I am a native of our Capital City, born in the Mauve Decade (1908). My schooling has been in the Washington grammar and high schools. It was while a student at Dunbar High School that I felt a restless urge to write something other than dull formal paragraphs in English. I made several attempts at verse but found them so poor that I hastily put such ideas behind me.

After leaving high school I entered the government service in Washington, but my radical views could not become reconciled to the conservative bourgeoise ideals around me; so I left the government service and journeyed to New York in the winter of 1926. Here I served an apprenticeship in literary vagabondage with the bizarre and eccentric young vagabond poet of High Harlem, Richard Bruce. It was here that I felt inspired to write “The Black Madonna.” I was one evening at vespers down at St. Mary’s the Virgin, and while lost in contemplation before Our Lady, I thought of a Madonna of swart skin, a Madonna of dark mien.

Despite my radicalism I am religious. I admire the socialist form of government, and my favorite poet is Claude McKay. And some day I hope to flee the shores of this exquisite hell. My temperament is Latin. I abhor all things Anglo-Saxon. I’d rather live in the squalor of Mulberry Street, N. Y. (Little Italy) than at Irvington-on-the-Hudson.

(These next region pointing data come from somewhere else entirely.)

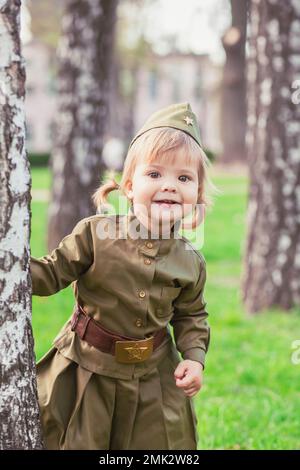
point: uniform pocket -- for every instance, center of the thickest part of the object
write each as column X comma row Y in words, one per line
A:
column 168, row 294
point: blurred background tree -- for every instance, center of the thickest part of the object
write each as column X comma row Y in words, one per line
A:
column 272, row 253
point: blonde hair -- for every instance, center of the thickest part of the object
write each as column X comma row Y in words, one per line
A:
column 155, row 145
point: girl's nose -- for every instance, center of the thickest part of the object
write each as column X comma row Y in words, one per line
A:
column 169, row 185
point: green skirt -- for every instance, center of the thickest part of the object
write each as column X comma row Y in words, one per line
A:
column 84, row 410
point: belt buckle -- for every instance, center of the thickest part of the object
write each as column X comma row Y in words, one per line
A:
column 130, row 352
column 74, row 320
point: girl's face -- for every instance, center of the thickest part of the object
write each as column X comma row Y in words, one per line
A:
column 164, row 191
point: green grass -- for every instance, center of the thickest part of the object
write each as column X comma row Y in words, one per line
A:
column 251, row 393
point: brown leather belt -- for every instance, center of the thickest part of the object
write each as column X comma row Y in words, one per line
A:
column 125, row 348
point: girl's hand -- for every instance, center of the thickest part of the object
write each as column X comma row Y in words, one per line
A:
column 188, row 375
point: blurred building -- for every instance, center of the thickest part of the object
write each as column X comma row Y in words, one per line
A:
column 162, row 80
column 177, row 78
column 40, row 103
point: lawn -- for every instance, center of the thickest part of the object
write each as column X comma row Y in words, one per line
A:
column 251, row 393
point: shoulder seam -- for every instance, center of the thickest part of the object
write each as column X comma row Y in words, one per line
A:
column 200, row 255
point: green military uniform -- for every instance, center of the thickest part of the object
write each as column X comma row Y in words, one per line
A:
column 134, row 287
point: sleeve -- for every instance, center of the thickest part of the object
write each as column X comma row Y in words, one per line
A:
column 191, row 330
column 66, row 263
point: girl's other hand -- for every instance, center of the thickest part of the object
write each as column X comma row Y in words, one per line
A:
column 189, row 376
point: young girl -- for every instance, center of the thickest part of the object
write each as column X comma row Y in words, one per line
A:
column 113, row 378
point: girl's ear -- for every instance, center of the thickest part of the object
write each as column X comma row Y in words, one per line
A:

I love bull fights and dislike baseball games. I like dancing and dislike prayer meetings. I love New York because it is crowded and noisy and an outpost of Europe. Of my home here in Washington I have not much to offer. I like Washington because it has such a large share of Babbitts, both white and black. And I like it because Georgia Douglas Johnson lives there and on Saturday nights has an assembly of likable and civilized people, and because it was from this Saturday night circle that Jean Toomer, Richard Bruce, and Richard Goodwin, the artist, went forth to fame and infamy.